London-based author Ruth Ware’s debut novel, IN A DARK, DARK WOOD, is about a bachelorette party weekend gone horribly, horribly awry. Considering her own book is a fast-paced thriller, it’s surprising to learn that her favorite Christmas story is rather plotless and idyllic. Here, she talks about LUCY AND TOM’S CHRISTMAS, the picture book she loved so much, and the miraculous coincidence that brought it back into her life.
I have given and received so many books over the years that it's difficult to pick out just one. Where to start? The gorgeous hardback edition of Kipling's JUST SO STORIES, inscribed from my uncle "who has seen the great, grey, green, greasy Limpopo River, all set about with fever trees"? The recipe books that my (then) boyfriend's mum gave me on our first Christmas together, some of which I still cook from now that we're married with kids? The DIY manual we were given when we bought our first flat, which saw us through several domestic crises and taught me how to refurbish a sash window? The vintage edition of Nancy Mitford my mum found for me in a second hand shop? It's always been a tradition in my family that no Christmas is complete without a book in the stocking or under the tree, and that the ideal Christmas morning begins with leafing through a brand new read. All of which gives me so many bookish Christmas memories that it makes it hard to choose just one.
So I'm going to write about a different book, one I never gave or received, but one that sums up Christmas for me in so many ways: LUCY AND TOM'S CHRISTMAS by Shirley Hughes.
LUCY AND TOM'S CHRISTMAS is a picture book, and the funny thing is, nothing really happens in the story. A little girl and her brother prepare for Christmas; they make mince pies, they welcome carol singers, they count the presents they're making for their family. There's no real plot, no explosions or magic or moral. But there's something about it that made it magical to me as a small child. Perhaps it's the pictures; I was brought up in a house quite like the one in the book, with milk bottles on the doorstep, and a dresser hung with cups, and a mum who rolled out pastry on the kitchen table while I stood on a cane-backed chair and helped. I, too, woke up in the early hours of Christmas morning and gloated over my stocking and crept in to wake my sleepy parents --- although, living in the south of England, I never experienced a white Christmas, as they do in the book.
We never owned the book. It was in the library, and we got it out every year, trying to borrow it at just the right time so we wouldn't miss out, but could keep it over Christmas. I begged my mum to buy a copy for ourselves, but it was out of print --- which meant, in the days before the internet, it was virtually unobtainable, except for that one precious copy in the library.

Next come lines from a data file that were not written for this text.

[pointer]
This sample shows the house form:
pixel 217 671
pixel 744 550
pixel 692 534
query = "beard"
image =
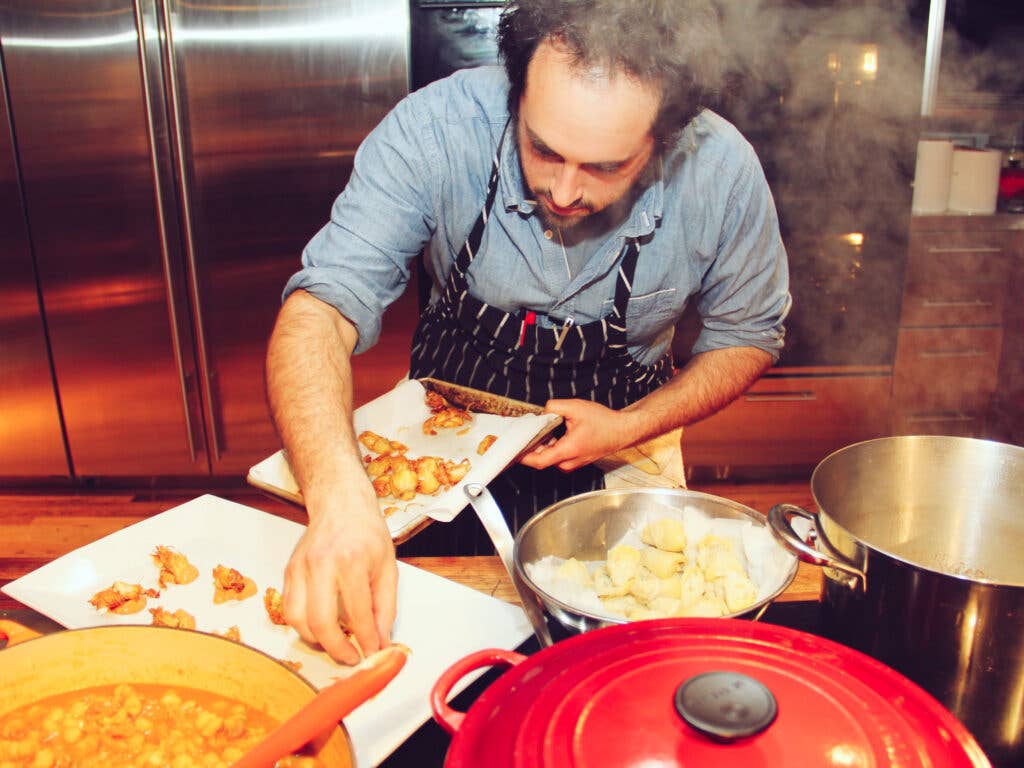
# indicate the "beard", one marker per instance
pixel 551 218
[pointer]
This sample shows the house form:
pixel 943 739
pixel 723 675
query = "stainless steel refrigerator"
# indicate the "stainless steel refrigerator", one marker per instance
pixel 173 157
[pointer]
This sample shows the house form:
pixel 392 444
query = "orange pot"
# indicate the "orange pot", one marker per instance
pixel 73 659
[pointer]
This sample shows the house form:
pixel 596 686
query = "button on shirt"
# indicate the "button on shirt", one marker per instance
pixel 705 218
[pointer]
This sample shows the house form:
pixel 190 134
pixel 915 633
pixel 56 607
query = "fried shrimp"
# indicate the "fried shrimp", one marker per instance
pixel 180 619
pixel 230 585
pixel 378 444
pixel 395 475
pixel 122 598
pixel 231 633
pixel 443 415
pixel 274 605
pixel 174 567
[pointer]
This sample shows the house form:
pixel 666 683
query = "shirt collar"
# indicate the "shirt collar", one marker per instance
pixel 642 219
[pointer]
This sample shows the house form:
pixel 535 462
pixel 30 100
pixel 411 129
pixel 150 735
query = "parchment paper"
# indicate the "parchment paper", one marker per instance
pixel 398 415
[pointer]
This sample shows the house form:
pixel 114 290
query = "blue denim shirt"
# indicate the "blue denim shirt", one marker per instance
pixel 706 220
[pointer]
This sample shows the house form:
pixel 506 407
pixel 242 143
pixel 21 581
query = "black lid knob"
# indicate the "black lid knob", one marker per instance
pixel 726 706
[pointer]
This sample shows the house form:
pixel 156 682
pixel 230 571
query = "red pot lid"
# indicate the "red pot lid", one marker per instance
pixel 640 694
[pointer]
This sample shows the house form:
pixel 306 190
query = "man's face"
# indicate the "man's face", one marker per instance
pixel 584 136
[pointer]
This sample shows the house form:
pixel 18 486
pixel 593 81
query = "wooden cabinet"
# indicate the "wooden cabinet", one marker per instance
pixel 793 417
pixel 952 330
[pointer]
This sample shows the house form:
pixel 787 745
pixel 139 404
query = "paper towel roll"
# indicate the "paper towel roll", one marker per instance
pixel 931 176
pixel 974 184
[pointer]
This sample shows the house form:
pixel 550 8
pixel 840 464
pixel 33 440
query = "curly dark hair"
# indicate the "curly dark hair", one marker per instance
pixel 674 44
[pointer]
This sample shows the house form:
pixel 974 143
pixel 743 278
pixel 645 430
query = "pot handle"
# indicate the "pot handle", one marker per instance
pixel 450 719
pixel 781 528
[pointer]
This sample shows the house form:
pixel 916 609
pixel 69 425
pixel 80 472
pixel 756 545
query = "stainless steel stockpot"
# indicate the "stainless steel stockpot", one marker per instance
pixel 922 542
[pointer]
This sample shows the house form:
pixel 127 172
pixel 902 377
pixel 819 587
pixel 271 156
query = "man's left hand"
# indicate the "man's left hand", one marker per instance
pixel 592 431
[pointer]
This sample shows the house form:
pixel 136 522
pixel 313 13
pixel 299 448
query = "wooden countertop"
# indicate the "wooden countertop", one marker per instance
pixel 485 573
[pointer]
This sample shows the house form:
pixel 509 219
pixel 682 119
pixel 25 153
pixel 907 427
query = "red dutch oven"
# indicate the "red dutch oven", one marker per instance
pixel 697 692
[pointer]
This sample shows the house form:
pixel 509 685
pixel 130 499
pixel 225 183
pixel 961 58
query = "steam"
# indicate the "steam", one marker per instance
pixel 829 96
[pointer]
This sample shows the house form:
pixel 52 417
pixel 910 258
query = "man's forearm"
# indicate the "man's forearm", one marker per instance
pixel 309 385
pixel 709 382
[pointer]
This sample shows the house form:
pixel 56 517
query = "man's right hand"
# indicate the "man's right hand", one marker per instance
pixel 343 571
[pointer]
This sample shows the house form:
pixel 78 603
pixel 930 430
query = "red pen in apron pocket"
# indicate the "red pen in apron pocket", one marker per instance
pixel 528 318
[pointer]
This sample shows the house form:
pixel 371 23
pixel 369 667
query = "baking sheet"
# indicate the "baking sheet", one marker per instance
pixel 398 415
pixel 439 620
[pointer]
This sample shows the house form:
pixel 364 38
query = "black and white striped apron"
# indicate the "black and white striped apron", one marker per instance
pixel 465 341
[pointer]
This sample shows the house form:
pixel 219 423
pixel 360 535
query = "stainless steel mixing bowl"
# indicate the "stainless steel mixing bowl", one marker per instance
pixel 585 526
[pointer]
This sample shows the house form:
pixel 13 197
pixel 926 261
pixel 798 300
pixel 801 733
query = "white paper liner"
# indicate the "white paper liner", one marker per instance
pixel 766 562
pixel 398 415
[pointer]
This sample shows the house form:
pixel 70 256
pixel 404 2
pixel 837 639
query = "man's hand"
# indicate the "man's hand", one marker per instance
pixel 592 431
pixel 343 571
pixel 343 568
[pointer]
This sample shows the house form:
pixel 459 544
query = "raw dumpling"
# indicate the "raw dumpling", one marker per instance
pixel 691 586
pixel 604 587
pixel 717 558
pixel 667 534
pixel 662 563
pixel 709 605
pixel 671 587
pixel 665 606
pixel 645 586
pixel 737 591
pixel 576 572
pixel 623 563
pixel 622 605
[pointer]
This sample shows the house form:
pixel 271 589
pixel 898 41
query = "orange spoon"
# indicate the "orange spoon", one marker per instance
pixel 328 708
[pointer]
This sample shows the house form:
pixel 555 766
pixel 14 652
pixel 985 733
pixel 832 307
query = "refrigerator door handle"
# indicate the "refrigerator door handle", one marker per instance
pixel 162 215
pixel 177 132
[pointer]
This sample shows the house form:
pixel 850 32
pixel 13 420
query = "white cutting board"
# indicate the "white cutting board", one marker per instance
pixel 439 620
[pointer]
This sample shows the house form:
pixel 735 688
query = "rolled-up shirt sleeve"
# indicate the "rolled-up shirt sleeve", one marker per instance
pixel 744 295
pixel 359 261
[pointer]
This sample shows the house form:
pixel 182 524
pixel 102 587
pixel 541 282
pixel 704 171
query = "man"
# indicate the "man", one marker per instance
pixel 570 206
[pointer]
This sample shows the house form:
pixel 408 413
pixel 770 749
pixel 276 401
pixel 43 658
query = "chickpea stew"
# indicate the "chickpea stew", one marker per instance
pixel 135 725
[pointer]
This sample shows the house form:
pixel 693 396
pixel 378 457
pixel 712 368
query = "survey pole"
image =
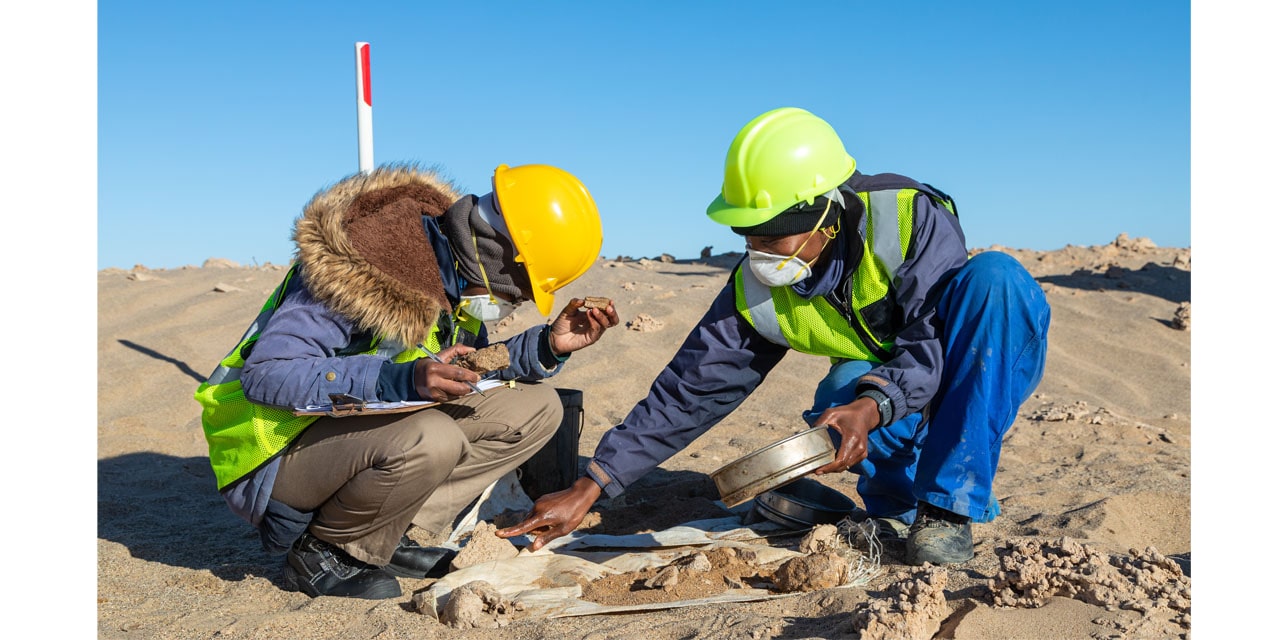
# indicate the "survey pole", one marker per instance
pixel 364 109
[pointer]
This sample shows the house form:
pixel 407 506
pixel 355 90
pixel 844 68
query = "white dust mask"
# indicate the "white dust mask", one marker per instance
pixel 487 309
pixel 777 270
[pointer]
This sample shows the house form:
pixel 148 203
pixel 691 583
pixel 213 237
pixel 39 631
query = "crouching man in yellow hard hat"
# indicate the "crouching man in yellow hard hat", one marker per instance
pixel 391 266
pixel 931 352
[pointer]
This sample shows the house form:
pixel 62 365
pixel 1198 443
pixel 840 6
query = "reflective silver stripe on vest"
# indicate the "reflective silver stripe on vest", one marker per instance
pixel 759 305
pixel 887 242
pixel 391 348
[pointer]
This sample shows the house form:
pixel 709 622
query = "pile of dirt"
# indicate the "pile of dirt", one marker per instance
pixel 484 545
pixel 913 607
pixel 1033 571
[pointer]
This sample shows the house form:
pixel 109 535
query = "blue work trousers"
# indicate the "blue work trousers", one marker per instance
pixel 995 333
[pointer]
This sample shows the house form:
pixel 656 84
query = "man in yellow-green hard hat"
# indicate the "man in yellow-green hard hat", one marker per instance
pixel 392 266
pixel 931 352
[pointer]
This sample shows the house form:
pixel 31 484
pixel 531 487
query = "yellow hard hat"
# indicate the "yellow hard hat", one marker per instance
pixel 553 223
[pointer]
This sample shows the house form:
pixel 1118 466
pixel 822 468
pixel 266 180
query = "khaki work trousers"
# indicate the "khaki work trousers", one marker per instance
pixel 368 478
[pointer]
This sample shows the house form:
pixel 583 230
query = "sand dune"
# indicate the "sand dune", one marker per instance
pixel 1100 456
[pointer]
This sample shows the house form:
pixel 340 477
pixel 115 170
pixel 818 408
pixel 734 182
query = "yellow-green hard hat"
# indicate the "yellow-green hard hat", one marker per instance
pixel 781 158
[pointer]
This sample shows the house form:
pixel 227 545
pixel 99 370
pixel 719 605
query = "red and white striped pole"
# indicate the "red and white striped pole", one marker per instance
pixel 364 109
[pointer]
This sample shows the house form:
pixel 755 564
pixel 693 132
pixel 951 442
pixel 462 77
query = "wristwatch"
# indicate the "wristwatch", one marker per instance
pixel 882 403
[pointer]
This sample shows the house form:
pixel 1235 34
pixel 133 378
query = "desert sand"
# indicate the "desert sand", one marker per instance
pixel 1095 476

But many years later, one wintry Saturday, I was helping out at the Christmas fete at my kids' school. I was manning the secondhand book stall, and I turned up to take my turn at the table, and there, lying on top of the scuffed Beast Quest books and outdated Power Ranger Annuals, was LUCY AND TOM'S CHRISTMAS. It was very battered and obviously much loved, with the name of a previous owner written inside the cover. But it was exactly as I remembered it --- the lovingly drawn house, the children waking in the dead of night, the mother at the kitchen table with flour up to her arms --- only now I was the mum, not the child perched on the edge of the table helping to cut out the pastry. Of course I bought it --- paying much more than the recommended 50p donation in my delight --- and that night I read to my own children about Lucy and Tom, and watched their faces as they recognised the Victorian house, with the milk bottles on the door step, and the bay window overlooking the street, and the slightly wonky Christmas tree with the glass birds and baubles.
To my delight, I discovered that this year Red Fox has reissued the book --- and so for the first time in many years, other children will be reading about Lucy and Tom. I might even give it as a present myself. But I won't be buying a copy to replace the torn and battered one I found on top of the secondhand stall at the Christmas fete. It felt like a Christmas present from the past, just for me.